Einmal im Jahr lädt das ASG zum politischen Frühstück ein, organisiert vom Gemeinschaftskunde-Neigungskurs, der diesmal ein Kooperationskurs mit dem benachbarten Johannes-Kepler-Gymnasium ist. In kleinen Gruppen, bei Kaffee und Marmeladenbrötchen, diskutieren Schüler und Politiker über die große und die kleine Politik. In diesem Jahr, in dem keine Wahl ansteht, ist es eher die große Politik. Und das mit hochkarätigen Teilnehmern. Zu Gast sind mit Marc Biadacz (CDU), Ute Vogt (SPD), Volker Münz (AfD), Matthias Gastel (Grüne), Judith Skudelny (FDP) gleich fünf Abgeordnete des aktuellen Bundestags sowie mit dem Linken-Politiker Richard Pitterle ein ehemaliger. Nach zwei Gesprächsrunden mit zwei verschiedenen Politikern, die zwischen 20 und 25 Minuten dauern, steht noch eine Podiumsdiskussion mit allen im Atrium auf dem Programm.

Viele kleine Seitenhiebe

Auch wenn die Sprache ein klein wenig dem Ort des Geschehens angepasst war, so erlebten die Schüler der Oberstufe eine zwar lebhafte Diskussion über die drei Themen Jugend und Politik, Wirtschaftsstandort Deutschland und Umweltschutz – die aber auch geprägt war von jeder Menge Seitenhieben auf den politischen Kontrahenten.

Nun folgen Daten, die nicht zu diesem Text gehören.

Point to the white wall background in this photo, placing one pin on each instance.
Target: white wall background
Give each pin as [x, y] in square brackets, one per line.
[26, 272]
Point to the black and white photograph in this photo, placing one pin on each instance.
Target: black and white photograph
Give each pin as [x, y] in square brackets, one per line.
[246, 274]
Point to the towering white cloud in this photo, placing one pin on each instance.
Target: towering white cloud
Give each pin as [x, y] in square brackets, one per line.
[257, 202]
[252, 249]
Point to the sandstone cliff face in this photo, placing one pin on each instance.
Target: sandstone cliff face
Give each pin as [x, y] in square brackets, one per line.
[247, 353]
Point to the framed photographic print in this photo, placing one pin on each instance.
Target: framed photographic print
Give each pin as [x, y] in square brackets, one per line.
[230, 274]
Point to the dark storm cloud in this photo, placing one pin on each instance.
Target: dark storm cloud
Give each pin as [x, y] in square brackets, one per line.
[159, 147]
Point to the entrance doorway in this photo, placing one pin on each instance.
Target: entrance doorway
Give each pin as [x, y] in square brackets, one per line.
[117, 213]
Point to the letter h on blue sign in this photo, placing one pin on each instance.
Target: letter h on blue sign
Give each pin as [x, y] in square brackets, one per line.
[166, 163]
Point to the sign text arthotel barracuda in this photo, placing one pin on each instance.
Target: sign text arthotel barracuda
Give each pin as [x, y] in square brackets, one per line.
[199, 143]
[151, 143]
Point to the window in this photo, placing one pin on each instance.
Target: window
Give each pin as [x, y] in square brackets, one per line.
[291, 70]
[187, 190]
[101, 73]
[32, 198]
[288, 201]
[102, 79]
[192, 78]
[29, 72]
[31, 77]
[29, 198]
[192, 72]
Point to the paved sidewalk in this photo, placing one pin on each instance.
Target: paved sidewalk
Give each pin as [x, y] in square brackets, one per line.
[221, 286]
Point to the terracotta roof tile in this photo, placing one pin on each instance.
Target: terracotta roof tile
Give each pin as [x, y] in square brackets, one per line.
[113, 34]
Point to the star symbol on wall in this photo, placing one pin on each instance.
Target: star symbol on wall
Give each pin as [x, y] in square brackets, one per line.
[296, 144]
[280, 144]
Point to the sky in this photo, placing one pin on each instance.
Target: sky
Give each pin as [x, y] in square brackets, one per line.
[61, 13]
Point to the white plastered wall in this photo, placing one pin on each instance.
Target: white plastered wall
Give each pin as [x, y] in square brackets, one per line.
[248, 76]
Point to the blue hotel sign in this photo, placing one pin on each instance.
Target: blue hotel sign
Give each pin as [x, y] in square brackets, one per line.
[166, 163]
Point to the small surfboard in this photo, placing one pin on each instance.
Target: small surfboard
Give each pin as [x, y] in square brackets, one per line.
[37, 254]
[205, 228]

Etwa wenn der Linke Pitterle der AfD vorwirft, sie sei die Nachfolgerin einer ­Organisation, gegen die er sich schon seit 40 Jahren engagiere, und sich AFD-Mann Münz dabei verhaspelt, die Linke sei ja die Nachfolgerin der SPD – er meinte die SED. Oder wenn der Grüne Gastel und CDU-Vertreter Biadacz darüber streiten, ob die baden-württembergischen Grünen beim Thema Windkraftausbau nun versagt haben oder nicht. Einzig die beiden Frauen in der Runde hielten sich aus den Zickereien heraus, auch wenn das am Ende etwas weniger Redeanteil bedeutete.

Fragen über Fragen

Zusätzlich zu den vorbereiteten Fragen der beiden Moderatoren fühlten auch die Schüler im Publikum den Politikern auf den Zahn. Warum man als Jugendlicher die AfD wählen sollte? Wieso Deutschland so viele Waffen ins Ausland verkauft? Wie kann man mit China Handel treiben, wenn dort die Uiguren verfolgt werden? Wofür steht die SPD noch? Trotz der auf drei begrenzten Themenbereiche ist das Interesse vielfältig. Einige haben sich gut vorbereitet, das wurde schon beim Frühstück klar. Besonders das Thema Umwelt- und Klimaschutz treibt die Jugendlichen um. Am Ende der zweieinhalbstündigen Podiumsdiskussion müssen trotzdem Fragen ungestellt bleiben. Am Ende dürfen die sechs Politiker den jungen Zuhörern noch etwas mit auf den Weg geben. Es reicht von „Informiert und beteiligt euch, es ist eure Zukunft“ (Gastel), über „Bleiben Sie optimistisch und lassen Sie uns unsere Demokratie feiern“ (Biadacz), „Fragen Sie sich, ob das richtig ist oder ob man das nicht anders machen könnte. Und bleiben Sie standhaft“ (Münz) bis hin zu „Sie müssen ihre Zukunft gestalten. Wenn Sie es nicht tun, entscheiden andere“ (Vogt). Die Jugend sei wichtig, weil die Alten irgendwann weg   sind. Doch sie mache sich nach den ­vergangenen zwei Jahren keine Sorgen, sagte Judith Skudelny auch mit Blick auf die durch „Fridays for Future“ politischer ­gewordene Jugend.

 

Politik zum Anfassen für die Wähler von morgen

Ein Artikel aus der Leonberger Kreiszeitung von Ulrike Otto vom 10.01.2020

 

Judith Skudelny, eine gefragte Gesprächspartnerin. Foto: factum/Jürgen Bach

 

Leonberg - Wenn man sich monatelang und vor allem inhaltlich auf einen Termin wie das politische Frühstück am Albert-Schweitzer-Gymnasium vorbereitet, dann kann eine ganz aktuelle Entwicklung schon mal an einem vorbei gehen. Etwa, dass die eingeladene FDP-Politikerin Judith Skudelny kurz vor dem Jahreswechsel einen Drohbrief mit einer Patronenhülse erhalten hat. „Ach, das war die?“ fragt eine Schülerin überrascht.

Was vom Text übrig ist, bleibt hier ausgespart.